Cleveland cop who killed Tamir Rice fired for lying on employment application

Tamir Rice

Photo compilation: 12-year-old Tamir Rice; a comparison of the Airsoft replica he was carrying the day he was killed with a real 1911 Colt pistol it was modeled after, according to officials. Rice was fatally shot by an officer in a Cleveland park on Nov. 22, 2014.

The police officer who fatally shot 12-year-old Tamir Rice in a Cleveland park more than two years ago has been fired from his position with the police department for discrepancies found on his employment application.

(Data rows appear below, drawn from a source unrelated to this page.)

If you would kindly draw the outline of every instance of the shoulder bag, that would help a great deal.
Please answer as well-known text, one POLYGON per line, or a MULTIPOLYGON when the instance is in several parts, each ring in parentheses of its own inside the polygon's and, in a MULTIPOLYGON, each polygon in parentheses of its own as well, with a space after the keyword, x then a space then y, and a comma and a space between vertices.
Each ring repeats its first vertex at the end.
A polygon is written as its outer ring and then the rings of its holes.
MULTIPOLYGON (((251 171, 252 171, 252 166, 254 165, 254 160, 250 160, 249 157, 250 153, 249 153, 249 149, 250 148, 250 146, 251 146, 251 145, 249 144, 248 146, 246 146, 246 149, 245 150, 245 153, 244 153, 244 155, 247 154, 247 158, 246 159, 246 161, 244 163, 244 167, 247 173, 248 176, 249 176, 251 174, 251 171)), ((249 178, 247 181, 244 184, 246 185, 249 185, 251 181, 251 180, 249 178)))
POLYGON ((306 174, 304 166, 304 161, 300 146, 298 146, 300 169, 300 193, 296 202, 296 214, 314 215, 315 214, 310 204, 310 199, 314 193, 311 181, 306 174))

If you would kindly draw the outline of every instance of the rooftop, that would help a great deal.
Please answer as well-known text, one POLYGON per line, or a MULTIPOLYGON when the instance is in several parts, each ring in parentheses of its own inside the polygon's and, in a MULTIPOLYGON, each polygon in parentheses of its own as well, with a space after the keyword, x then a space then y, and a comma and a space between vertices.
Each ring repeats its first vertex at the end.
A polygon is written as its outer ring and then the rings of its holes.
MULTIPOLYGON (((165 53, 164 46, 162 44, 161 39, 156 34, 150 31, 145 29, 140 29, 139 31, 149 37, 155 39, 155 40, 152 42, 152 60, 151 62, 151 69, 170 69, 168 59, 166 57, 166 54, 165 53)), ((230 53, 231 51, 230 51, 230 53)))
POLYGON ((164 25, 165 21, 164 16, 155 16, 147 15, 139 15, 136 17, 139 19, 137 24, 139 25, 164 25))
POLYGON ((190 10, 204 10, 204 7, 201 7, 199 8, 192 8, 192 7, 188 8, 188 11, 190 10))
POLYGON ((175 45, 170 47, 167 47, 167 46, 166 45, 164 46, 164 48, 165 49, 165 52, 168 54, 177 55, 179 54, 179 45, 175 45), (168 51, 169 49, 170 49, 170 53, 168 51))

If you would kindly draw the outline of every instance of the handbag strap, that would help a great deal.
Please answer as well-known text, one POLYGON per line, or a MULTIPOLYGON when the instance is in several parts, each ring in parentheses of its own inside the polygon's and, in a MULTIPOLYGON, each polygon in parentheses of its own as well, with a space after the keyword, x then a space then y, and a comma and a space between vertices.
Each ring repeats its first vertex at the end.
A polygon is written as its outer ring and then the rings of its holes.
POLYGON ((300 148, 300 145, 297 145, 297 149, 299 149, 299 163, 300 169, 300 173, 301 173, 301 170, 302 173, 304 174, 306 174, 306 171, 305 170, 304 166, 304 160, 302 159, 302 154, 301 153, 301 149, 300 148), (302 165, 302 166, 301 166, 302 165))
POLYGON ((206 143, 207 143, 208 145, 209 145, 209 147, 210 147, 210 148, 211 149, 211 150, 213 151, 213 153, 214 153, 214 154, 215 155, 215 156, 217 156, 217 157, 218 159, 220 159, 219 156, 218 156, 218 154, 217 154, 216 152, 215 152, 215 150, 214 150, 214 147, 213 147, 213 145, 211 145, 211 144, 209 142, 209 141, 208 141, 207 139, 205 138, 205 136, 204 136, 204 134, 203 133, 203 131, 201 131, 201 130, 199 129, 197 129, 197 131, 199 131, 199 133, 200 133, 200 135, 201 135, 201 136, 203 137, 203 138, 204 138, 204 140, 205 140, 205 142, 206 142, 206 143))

Director of Public Safety, Michael McGrath and Cleveland Police Chief Calvin D. Williams announced the decision Tuesday at the conclusion of the multi-agency investigation into the 2014 shooting.

An independent investigation conducted by the Department of Public Safety Office of Quality Control revealed that former Cleveland Patrol Officer Timothy Loehmann “was not truthful in statements made in his personal history” portion of his employment application. More specifically, Loehmann failed to disclose that, prior to his employment with the Cleveland Police Department, at the end of six-month probationary period with the Independence Police Department, Loehmann’s performance was found to be unsatisfactory.

According to documents, the Independence Police Department determined Loehmann was “emotional [sic] immature” and had the “inability to emotionally function.” In addition, during a firearms qualification course, Loehmann “could not follow simple directions and had an emotional breakdown,” causing him to be sent home for the day.

Loehmann was faced with being terminated from the Independence Police Department but instead given the option to resign, which he took. But Loehmann failed to disclose that information to the Cleveland department, despite being given at least three chances to explain or otherwise elaborate on his employment – and resignation – with the Independence Police Department. On Loehmann’s employment application with the Cleveland department, he stated his reasons for leaving the Independence department simply as “personal.”

When asked generally about any disqualifications from employment with other departments or agencies, as well as more specifically if he had taken a Civil Service Examination for any other departments or government agencies, Loehmann was untruthful with his answers.

Then, in a follow-up interview with the Cleveland Police Department prior to his employment there, Loehmann still failed to correct any false answers or statements submitted on his application, despite being given the opportunity to do so. It was police officials’ opinion that the discrepancies were grounds for termination.

In addition to the measures taken against Loehmann, who fired the two fatal shots at Tamir, Officer Frank Garmback, who was driving the patrol car that day, received a 10-day suspension for failure to “employ proper tactics.” Specifically, when arriving on the scene, Garmback pulled the patrol car too close to the subject in question, who – given the information they had at the time – the officers believed to be a grown man with a real gun, according to the report.

Constance Hollinger, a dispatcher with the Cleveland Police Department, was also given an eight-day suspension in January for failing to provide the responding officers with all of the details she had been given surrounding the incident.

Numerous calls had come into the police station that day — Nov. 22, 2014 — about the boy in the park who was pointing a gun at passersby. Callers indicated the subject was terrorizing passersby and instilling fear, although one caller did indicate she felt the subject was a juvenile and the gun “probably fake,” two details which were not disclosed to officers Loehmann and Garmback.

However, as the officers arrived on the scene, Tamir reached for the gun, which was tucked into his waistband, and pulled it out within plain view. Within seconds, shots were fired, and Tamir fell to the ground. It wasn’t until after the shots were fired that the officers realized the gun carried by Tamir was an airsoft gun with the orange tip removed.

Two weeks after the shooting, Tamir’s family filed a lawsuit against the city and the officers involved, which the City of Cleveland settled in April 2016 for $6 million.

In December 2015, the officers were cleared of any criminal charges, although an investigation by the Department of Justice did find that the Cleveland Police Department often used excessive and unnecessary force.